Weak reference semantics - why does a dead weak ref keep its value alive?

Tue May 27 08:29:08 UTC 2014

On 24/05/2014 01:11, Luite Stegeman wrote:
>
>     In particular, the variant of weak reference you suggest is the
>     /ephemeron/ semantics in Hayes.  Their reachability rule is:
>
>          The value field of an ephemeron is reachable if both (a) the
>          ephemeron (weak pointer object) is reachable, and (b) the key is
>          reachable.
>
>
> Actually it's not the same, since I think the finalizer should still be
> run if the weak pointer object is unreachable (and it should run when
> the key becomes unreachable).
>
> The implementation would indeed need to keep some reference to the key
> and finalizer around after the weak pointer becomes unreachable, perhaps
> on some weak pointers list, but the same goes for GHC's semantics. The
> only difference is that the value (which might in turn make a whole
> bunch of other data reachable) would not have to be retained.
>
> I haven't been able to think of any issues with considering the value
> unreachable here, so I'm still puzzled as to why GHC's semantics would
> be preferable.

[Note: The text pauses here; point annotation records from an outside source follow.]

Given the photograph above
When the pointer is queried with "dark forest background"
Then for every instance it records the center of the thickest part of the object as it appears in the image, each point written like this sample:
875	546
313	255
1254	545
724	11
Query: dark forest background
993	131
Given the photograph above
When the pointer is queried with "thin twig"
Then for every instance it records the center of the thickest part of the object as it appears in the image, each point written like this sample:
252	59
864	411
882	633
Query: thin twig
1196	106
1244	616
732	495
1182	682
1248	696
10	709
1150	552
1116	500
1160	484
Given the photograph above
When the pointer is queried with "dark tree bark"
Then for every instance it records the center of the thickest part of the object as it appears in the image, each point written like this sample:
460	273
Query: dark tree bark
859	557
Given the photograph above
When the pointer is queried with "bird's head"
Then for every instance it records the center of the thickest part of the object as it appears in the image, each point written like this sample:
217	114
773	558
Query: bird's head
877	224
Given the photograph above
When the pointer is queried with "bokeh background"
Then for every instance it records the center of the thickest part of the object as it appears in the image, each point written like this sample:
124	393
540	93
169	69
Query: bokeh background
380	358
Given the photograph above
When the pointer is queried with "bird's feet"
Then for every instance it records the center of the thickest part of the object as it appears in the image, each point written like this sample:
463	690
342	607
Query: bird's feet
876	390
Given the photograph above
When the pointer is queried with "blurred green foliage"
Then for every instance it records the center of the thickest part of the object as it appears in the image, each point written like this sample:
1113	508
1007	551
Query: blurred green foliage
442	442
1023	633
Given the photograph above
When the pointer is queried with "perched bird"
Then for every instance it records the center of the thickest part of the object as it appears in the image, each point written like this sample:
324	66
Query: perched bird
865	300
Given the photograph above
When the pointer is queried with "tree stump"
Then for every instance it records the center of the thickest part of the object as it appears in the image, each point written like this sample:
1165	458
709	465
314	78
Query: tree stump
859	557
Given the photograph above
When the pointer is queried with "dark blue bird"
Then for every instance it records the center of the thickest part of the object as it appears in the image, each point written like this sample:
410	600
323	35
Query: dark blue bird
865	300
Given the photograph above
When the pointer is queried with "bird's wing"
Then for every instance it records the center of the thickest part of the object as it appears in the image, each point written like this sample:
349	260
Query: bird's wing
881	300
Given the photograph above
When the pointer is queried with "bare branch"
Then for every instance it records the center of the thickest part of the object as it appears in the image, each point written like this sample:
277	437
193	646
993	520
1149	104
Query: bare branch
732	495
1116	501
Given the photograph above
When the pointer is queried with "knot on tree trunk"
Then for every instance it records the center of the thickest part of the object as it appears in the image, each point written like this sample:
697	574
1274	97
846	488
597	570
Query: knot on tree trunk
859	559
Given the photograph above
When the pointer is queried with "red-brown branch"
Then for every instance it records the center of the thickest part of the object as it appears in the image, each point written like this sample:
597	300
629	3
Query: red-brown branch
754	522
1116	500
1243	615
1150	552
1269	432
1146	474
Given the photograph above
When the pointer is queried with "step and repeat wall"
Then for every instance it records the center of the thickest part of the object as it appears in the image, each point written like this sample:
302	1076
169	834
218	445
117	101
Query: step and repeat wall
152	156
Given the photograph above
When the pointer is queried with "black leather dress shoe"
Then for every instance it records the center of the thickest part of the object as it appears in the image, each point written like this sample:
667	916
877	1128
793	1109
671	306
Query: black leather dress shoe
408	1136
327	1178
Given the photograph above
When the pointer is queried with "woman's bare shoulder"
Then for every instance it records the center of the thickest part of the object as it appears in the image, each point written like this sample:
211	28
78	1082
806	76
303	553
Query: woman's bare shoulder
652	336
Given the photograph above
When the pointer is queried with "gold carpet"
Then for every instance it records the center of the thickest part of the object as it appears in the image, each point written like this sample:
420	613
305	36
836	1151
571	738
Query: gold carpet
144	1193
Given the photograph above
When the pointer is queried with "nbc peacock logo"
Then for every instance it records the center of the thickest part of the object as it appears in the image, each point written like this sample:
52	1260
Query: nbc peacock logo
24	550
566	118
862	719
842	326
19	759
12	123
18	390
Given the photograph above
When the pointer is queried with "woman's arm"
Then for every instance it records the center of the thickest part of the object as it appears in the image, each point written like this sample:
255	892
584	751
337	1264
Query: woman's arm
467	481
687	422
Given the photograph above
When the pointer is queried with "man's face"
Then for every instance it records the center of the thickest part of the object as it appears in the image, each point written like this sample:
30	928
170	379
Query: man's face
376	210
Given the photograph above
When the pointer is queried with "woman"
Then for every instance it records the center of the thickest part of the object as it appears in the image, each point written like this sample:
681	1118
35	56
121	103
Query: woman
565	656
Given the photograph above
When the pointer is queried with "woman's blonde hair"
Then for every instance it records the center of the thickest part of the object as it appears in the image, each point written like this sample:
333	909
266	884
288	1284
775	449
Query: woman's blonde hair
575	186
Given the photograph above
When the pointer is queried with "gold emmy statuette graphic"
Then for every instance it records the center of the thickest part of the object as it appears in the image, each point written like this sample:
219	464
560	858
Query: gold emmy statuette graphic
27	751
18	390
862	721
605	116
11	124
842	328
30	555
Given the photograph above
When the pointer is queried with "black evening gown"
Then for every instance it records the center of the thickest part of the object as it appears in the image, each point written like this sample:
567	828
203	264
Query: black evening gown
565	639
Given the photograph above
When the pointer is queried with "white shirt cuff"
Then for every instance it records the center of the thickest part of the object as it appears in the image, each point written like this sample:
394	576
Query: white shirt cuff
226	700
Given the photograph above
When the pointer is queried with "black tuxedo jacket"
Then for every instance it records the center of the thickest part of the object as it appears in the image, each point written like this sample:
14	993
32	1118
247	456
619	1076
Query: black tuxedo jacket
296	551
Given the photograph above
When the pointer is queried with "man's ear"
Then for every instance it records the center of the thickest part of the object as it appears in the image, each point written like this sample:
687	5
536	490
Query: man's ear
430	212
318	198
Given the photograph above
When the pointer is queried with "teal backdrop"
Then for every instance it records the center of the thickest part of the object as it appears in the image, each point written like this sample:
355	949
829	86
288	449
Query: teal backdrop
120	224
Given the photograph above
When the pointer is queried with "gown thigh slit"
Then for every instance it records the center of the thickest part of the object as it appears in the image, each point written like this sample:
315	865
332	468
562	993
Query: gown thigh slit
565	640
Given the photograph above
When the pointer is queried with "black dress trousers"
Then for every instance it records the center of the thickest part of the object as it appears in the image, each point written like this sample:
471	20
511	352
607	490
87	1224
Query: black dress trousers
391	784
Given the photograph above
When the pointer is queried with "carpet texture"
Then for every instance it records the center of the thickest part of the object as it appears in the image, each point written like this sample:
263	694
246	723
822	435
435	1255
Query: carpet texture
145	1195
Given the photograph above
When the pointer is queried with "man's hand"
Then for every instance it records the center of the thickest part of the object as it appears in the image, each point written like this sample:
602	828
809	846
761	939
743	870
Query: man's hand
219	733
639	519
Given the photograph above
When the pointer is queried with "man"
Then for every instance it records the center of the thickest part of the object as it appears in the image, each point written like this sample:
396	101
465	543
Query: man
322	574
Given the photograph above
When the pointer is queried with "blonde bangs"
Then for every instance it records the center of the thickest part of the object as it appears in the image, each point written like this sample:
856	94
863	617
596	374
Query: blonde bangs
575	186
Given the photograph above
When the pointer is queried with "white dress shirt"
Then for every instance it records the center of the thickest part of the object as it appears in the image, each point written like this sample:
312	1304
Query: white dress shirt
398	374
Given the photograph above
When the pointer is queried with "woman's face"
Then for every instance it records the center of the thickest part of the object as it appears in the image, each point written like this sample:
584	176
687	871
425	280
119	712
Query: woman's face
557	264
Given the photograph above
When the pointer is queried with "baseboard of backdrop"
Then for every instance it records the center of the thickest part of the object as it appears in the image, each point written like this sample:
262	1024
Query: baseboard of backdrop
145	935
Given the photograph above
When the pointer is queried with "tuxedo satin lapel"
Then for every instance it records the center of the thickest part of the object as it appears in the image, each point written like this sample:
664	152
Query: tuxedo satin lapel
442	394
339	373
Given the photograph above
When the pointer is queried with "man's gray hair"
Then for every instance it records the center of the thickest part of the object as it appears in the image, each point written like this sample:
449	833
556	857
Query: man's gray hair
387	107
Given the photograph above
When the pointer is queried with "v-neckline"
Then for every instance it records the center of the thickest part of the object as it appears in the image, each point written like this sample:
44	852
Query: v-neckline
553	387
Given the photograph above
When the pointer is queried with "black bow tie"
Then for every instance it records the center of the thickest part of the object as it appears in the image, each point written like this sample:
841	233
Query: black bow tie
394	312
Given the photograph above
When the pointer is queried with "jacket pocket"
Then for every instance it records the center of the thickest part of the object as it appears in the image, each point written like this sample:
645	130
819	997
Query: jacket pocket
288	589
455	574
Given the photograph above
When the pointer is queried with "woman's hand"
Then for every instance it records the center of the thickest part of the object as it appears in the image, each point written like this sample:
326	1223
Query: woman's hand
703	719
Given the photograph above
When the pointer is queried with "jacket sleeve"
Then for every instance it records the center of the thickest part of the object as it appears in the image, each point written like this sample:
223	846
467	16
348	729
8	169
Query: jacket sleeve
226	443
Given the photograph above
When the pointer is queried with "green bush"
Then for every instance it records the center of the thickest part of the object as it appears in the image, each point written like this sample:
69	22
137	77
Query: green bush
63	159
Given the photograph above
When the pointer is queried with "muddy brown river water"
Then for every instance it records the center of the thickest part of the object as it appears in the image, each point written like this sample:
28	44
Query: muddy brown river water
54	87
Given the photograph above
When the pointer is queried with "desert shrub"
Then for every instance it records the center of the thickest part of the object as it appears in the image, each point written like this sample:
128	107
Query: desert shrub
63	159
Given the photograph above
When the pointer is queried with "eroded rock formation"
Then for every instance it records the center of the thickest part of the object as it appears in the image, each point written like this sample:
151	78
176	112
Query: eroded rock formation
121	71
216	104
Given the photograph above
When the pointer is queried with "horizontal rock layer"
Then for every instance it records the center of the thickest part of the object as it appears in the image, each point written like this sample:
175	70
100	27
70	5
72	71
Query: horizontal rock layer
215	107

It doesn't look like it would complicate implementation
> too much either.

So the semantics is currently:

   w <- mkWeak k v f

  1. v is reachable if k is reachable
  2. f is reachable if k is reachable
  3. when k is unreachable, the finalizer f is run
  4. deRefWeak w returns
     - Nothing, if k is not reachable
     - Just v, otherwise

In your proposal I think you would change the first one to

  1. v is reachable if both k and w are reachable

Arguably this makes sense, because as you say, v is accessed via w, and 
what's the point of making v reachable if you can't access it? It's just 
a space leak.

My only worry is how hard this is to implement.  Rather than considering 
w as unconditionally reachable (which is what we do now), you would have 
to track its reachability, and only consider v reachable when both k and 
w are reachable.  A weak pointer object where only k was reachable would 
probably need to be put in a semi-dead (zombie?) state, so that we would 
still run the finalizer when k becomes unreachable.  I suspect all this 
might be more complicated to implement, but maybe there's a simpler way 
that I'm missing.

Cheers,
Simon